El documento, suscrito el 14 de julio de 2026, señala que el plan consolida un enfoque de "seguridad multidimensional" e integral, incorpora una visión de largo plazo basada en los "intereses nacionales" y busca articular la acción de las distintas instituciones del Estado frente al actual contexto de "conflicto armado interno".
Además, plantea fortalecer la cooperación internacional para combatir el crimen organizado transnacional.
Según el Gobierno, esto servirá como una "hoja de ruta" para la prevención, protección, respuesta y recuperación frente a amenazas a la seguridad, además de "reconocer la complejidad de los desafíos actuales y la necesidad de una respuesta articulada, firme, decisiva y coordinada de todo el Estado ecuatoriano".
Michelle Maffei, experta en prevención de crimen organizado, explicó que para que una política pública funcione se requiere instituciones que "generen tracción", es decir, que sean efectivas, y que a la cabeza del plan estén especialistas locales, no internacionales.
"Hasta el momento, no tenemos ninguna de las dos cosas", lamentó.
A su criterio, el Plan Nacional de Seguridad Integral tiene muchos vacíos en áreas como la "recuperación" de las cárceles.
El sistema penitenciario no se recupera a punta de violencia, sino con establecimientos que alberguen hasta 350 personas, y dando servicios que al momento no existen y que fomentan la expansión del crimen organizado al interior de las cárceles, explicó Maffei.
En materia de combate a la minería ilegal, por ejemplo, la experta señaló que sin un seguimiento a la ruta del dinero, los bombardeos a los campos donde se realiza esta actividad no tendrán mayores frutos.

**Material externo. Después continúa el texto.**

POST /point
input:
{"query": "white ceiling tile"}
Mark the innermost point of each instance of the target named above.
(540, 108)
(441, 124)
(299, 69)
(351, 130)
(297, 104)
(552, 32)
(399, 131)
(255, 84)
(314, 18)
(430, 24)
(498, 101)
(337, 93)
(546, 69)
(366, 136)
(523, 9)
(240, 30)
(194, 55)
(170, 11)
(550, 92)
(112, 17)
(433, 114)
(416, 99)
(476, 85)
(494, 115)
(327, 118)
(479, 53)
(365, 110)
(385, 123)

En cuanto a la prevención de la criminalidad a temprana edad, Maffei sostuvo que el enfoque principal de las autoridades debe ser la disfuncionalidad familiar, pues el 50% de quienes se vinculan a grupos criminales vienen de familias con problemas de drogas, violencia doméstica, que los ofrecen a terceros para servicios sexuales, entre otras cosas.
"El Plan, como tal, es demasiado amplio. No se puede tener una política pública amplia, pues depende de los fondos del Estado, los cuales tienen límites. El que mucho abarca, poco aprieta", insistió.
Según Maffei, este Plan no está asentado en la realidad del crimen organizado que se desarrolla en Ecuador en este 2026. Recordó que el país cerró el 2025 con la tasa más alta de homicidios (50 por cada 100 mil habitantes) y en el presente año no parece que la cifra vaya a decrecer.
El hecho de que el Ejecutivo presente un documento tan amplio, deriva en que no se identifiquen fenómenos concretos, así como las acciones a emprender, puntualizó.